The next morning, the Splendor Hyaline pulled into Galma Port just after sunrise and Cuthbart and Broder were both rather relieved to see that their father was not there to greet them.

The rather grim crew of satyrs and sailors of Terebinthian and Galman origin who had become Narnian subjects, saw them unceremoniously down the gangplank and the two were left to their own devices. To trudge up the long hill to the keep, to face the music, or to find somewhere around the Port to freshen up, get some breakfast and delay the inevitable? This was the main question at hand.

But the choice was taken out of their hands. Just as they were about to round the corner into the high street up to the high keep, a short figure in a hood detached itself from a shadowed doorway on the corner and came towards them. There was something familiar about the gait.

'Follow me' it said, scuttling ahead of them by about ten feet. Several warehouses up the high street, the figure ducked up an alley and then under a portico. It reached up, opened a door and beckoned them inside.

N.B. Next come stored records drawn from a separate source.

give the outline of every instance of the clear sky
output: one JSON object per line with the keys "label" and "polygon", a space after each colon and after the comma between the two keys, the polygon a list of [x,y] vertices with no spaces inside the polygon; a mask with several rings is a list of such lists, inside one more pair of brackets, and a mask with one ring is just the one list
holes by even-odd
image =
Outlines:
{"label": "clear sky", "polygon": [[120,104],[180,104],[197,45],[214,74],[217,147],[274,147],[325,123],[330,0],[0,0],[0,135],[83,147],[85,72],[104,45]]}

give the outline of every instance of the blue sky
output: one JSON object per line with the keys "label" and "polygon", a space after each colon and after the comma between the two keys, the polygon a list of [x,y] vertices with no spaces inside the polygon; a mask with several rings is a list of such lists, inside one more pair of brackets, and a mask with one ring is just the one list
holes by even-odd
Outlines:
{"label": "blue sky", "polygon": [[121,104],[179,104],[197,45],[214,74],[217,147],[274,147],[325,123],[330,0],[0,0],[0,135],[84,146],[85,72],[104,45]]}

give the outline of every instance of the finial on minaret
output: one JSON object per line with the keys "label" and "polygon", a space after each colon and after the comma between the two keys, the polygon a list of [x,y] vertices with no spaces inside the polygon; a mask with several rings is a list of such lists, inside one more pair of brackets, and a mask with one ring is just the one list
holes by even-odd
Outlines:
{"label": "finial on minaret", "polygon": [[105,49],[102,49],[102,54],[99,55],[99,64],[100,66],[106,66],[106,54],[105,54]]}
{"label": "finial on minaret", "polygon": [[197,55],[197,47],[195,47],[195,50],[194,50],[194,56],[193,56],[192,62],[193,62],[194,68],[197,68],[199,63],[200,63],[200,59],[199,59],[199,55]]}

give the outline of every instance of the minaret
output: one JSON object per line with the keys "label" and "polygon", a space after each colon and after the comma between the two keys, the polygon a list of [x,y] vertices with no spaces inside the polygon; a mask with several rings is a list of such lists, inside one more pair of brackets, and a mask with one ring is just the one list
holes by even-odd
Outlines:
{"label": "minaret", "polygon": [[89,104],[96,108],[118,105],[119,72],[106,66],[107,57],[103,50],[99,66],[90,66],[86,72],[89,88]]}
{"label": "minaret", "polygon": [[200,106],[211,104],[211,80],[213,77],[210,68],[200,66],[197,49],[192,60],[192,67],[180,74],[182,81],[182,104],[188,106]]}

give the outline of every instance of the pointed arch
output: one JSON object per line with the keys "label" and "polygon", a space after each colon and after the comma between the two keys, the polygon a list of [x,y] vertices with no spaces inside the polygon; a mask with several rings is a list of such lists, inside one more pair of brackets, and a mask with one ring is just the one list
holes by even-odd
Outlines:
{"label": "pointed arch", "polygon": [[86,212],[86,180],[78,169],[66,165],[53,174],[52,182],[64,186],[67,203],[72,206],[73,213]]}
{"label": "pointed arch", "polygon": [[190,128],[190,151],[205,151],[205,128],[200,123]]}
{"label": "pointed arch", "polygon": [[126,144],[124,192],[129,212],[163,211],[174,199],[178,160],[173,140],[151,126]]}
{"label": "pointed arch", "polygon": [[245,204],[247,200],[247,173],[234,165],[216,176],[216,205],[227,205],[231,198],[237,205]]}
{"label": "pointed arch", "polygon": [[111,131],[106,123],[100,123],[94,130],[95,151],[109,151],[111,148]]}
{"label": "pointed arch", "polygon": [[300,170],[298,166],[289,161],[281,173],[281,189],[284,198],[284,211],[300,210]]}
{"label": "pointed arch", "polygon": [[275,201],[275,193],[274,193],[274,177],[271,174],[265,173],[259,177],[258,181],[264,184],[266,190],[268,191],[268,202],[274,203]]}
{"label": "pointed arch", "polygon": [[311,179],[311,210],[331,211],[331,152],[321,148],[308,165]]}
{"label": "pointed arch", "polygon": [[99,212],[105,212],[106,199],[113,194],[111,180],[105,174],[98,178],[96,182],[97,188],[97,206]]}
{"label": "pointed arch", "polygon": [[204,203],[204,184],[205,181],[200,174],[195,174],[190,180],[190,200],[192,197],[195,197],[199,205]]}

Broder and Cuthbart glanced at each other and shrugged. They were easily able to defend themselves if it came to it. So in they went. The door was closed, an door opened and they were ushered into a room with light flooding in through a small window. And there, closing the door behind them, was their own sister Martha, just fifteen years old, pushing the hood back from her face.

She looked up at them critically and wrinkled her nose at their body odours, before clambering up onto a table and gesturing them to sit on chairs so their faces would be on a level, her short legs and arms completely out of proportion to her torso. They had not seen her since she was twelve.

'You two really have made such a mess of things', she intoned.